C’est dans un climat plus que tendu que les Comoriens sont appelés à répondre par « oui » ou par « non » à un projet de révision constitutionnelle lundi 30 juillet. Au soir du samedi 21 juillet, Moustadrane Abdou, l’un des trois vice-présidents des Comores a échappé de peu « à une tentative d’assassinat par fusillade » alors qu’il se rendait chez lui à Anjouan.

Si le « oui » l’emporte, des élections anticipées devront avoir lieu en 2019 plutôt qu’en 2021. La réforme voulue par l’actuel président Azali Assoumani modifierait profondément le système de présidence tournante en vigueur depuis 2001, et lui permettrait de se présenter à sa propre succession. Ce que lui interdit la Constitution actuelle qui régit la vie politique des trois îles formant l’Union des Comores : Grande-Comore, Mohéli et Anjouan.

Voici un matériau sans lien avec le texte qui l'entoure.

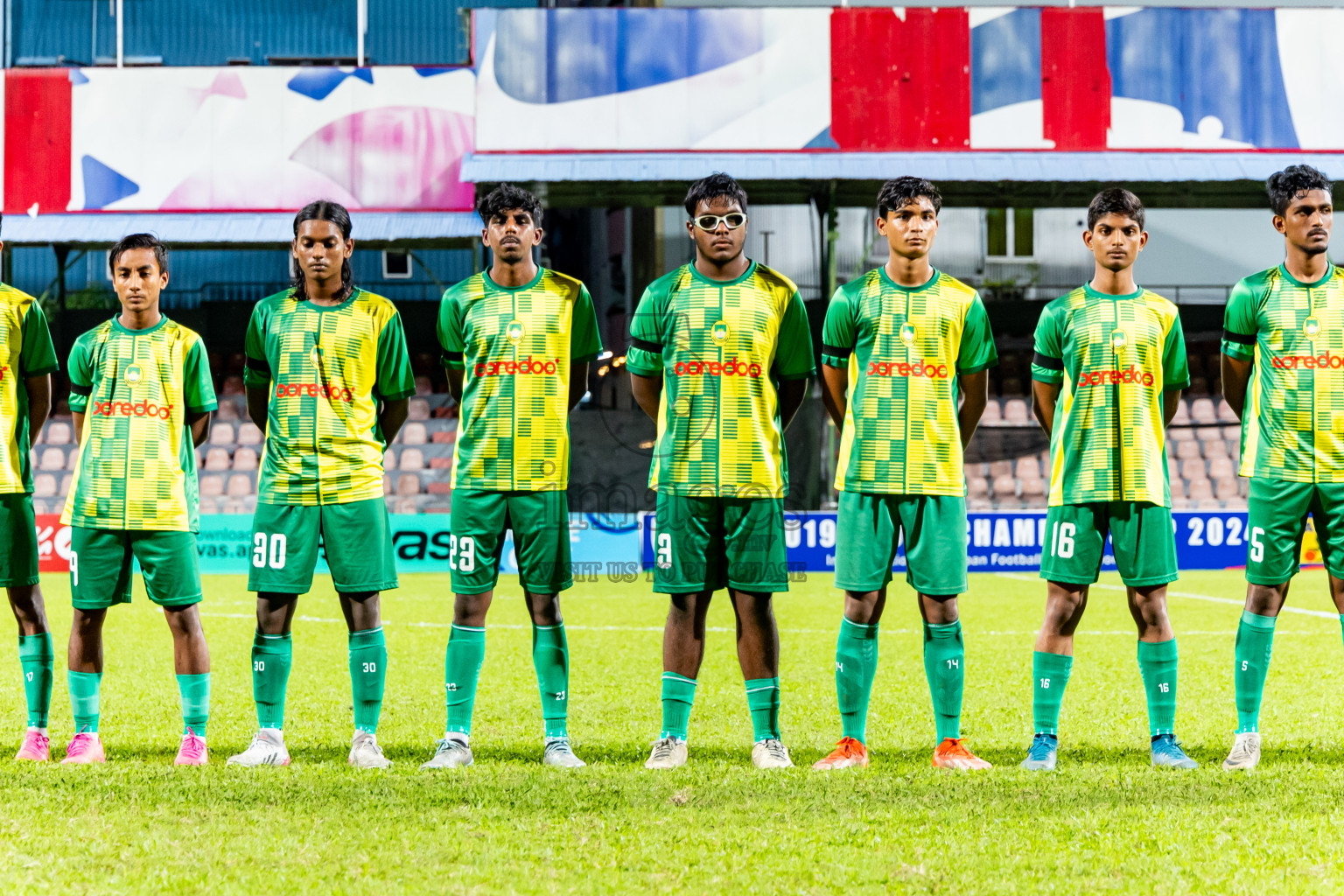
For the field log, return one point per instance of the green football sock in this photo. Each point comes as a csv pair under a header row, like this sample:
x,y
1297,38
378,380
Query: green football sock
x,y
551,660
195,703
1158,664
461,672
35,659
84,699
764,703
1254,645
677,696
368,676
1050,677
945,660
273,654
857,664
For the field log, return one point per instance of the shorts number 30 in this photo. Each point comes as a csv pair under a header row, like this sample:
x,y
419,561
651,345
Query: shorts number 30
x,y
269,551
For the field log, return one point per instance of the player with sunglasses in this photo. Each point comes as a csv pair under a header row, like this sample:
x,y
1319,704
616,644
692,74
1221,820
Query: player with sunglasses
x,y
719,356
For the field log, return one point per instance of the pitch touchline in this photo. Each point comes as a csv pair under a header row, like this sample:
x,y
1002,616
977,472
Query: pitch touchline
x,y
1320,614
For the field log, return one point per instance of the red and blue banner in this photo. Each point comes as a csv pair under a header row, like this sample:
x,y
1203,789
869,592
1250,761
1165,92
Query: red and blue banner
x,y
588,80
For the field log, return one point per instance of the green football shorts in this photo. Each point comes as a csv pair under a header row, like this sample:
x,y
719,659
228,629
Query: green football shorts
x,y
541,524
1140,535
19,529
711,543
1277,519
869,527
356,539
100,567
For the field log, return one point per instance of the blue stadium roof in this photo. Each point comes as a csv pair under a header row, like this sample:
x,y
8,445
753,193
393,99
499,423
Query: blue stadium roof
x,y
214,228
1037,165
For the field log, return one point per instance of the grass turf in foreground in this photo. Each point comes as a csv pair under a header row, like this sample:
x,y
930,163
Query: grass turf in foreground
x,y
1105,822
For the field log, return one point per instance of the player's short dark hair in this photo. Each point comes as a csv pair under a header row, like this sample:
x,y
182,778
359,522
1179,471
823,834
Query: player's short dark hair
x,y
902,191
338,215
504,198
712,187
1283,186
138,241
1115,200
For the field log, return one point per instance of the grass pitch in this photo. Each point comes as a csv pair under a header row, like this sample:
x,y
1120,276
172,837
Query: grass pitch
x,y
1105,822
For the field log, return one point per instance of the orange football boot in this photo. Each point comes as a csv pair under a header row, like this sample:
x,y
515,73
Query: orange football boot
x,y
848,754
953,754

C’est pour en finir avec un long passé de coups d’Etat, d’assassinats ou d’exil de présidents et de crises séparatistes que l’Union des Comores a institué la présidence tournante à mandat unique, à la faveur des accords de Fomboni en 2001. Des accords qui avaient permis le retour à une relative stabilité politique avec trois alternances pacifiques.

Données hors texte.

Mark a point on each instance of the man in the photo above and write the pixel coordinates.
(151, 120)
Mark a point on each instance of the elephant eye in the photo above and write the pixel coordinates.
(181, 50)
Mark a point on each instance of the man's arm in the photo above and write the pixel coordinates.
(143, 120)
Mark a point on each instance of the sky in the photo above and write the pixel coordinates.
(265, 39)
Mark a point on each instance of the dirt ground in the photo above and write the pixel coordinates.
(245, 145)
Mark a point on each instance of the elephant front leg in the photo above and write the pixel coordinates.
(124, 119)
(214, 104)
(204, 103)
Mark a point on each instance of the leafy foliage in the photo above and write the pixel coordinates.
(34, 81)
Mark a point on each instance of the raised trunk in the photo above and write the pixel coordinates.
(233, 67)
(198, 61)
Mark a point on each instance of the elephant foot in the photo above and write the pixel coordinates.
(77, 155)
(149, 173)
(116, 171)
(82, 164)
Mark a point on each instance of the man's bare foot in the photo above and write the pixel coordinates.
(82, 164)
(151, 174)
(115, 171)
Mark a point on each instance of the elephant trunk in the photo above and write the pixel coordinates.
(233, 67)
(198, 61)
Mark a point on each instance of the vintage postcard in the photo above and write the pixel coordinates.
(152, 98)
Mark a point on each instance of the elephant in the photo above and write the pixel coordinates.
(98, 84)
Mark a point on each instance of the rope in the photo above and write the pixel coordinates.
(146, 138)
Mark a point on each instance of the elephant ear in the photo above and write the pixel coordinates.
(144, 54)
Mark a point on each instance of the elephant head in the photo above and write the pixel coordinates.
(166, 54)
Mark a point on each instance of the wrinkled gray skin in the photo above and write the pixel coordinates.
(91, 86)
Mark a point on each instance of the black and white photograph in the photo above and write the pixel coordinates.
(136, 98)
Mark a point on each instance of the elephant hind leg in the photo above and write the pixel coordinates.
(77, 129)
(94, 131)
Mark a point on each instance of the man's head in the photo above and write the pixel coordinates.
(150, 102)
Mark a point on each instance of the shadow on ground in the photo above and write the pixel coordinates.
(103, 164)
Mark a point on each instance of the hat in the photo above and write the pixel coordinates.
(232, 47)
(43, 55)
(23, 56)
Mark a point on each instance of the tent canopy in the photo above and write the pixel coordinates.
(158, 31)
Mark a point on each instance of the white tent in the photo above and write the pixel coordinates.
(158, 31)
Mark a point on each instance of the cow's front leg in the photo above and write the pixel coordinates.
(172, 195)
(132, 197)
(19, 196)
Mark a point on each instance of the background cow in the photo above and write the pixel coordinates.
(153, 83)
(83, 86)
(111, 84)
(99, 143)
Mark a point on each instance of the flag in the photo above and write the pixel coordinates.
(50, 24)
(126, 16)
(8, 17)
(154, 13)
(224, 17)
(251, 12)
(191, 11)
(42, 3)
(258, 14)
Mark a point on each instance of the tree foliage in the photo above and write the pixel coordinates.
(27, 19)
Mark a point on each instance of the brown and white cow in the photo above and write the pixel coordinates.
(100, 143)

Les dispositions de ce projet de révision vont plus loin qu’un toilettage de la Constitution. En voulant supprimer la Cour constitutionnelle et les postes de vice-présidents issus des trois îles, « on modifie la nature du régime », explique le doctorant en droit constitutionnel Mohamed Rafsandjani. Le texte fondamental en vigueur stipule que tous les cinq ans, des primaires sont organisées dans l’île à laquelle échoit la présidence et que seuls les habitants de cette île sont autorisés à voter. Trois candidats sont alors retenus pour les élections générales auxquelles sont convoqués tous les Comoriens. Ainsi en 2021, Azali, issu de Grande-Comore, doit quitter ses fonctions au profit d’une personnalité issue de l’île d’Anjouan pour un nouveau mandat de cinq ans. Mais si le projet de révision constitutionnelle est accepté par les Comoriens, les élections primaires seront remplacées par « un scrutin universel direct majoritaire à deux tours ».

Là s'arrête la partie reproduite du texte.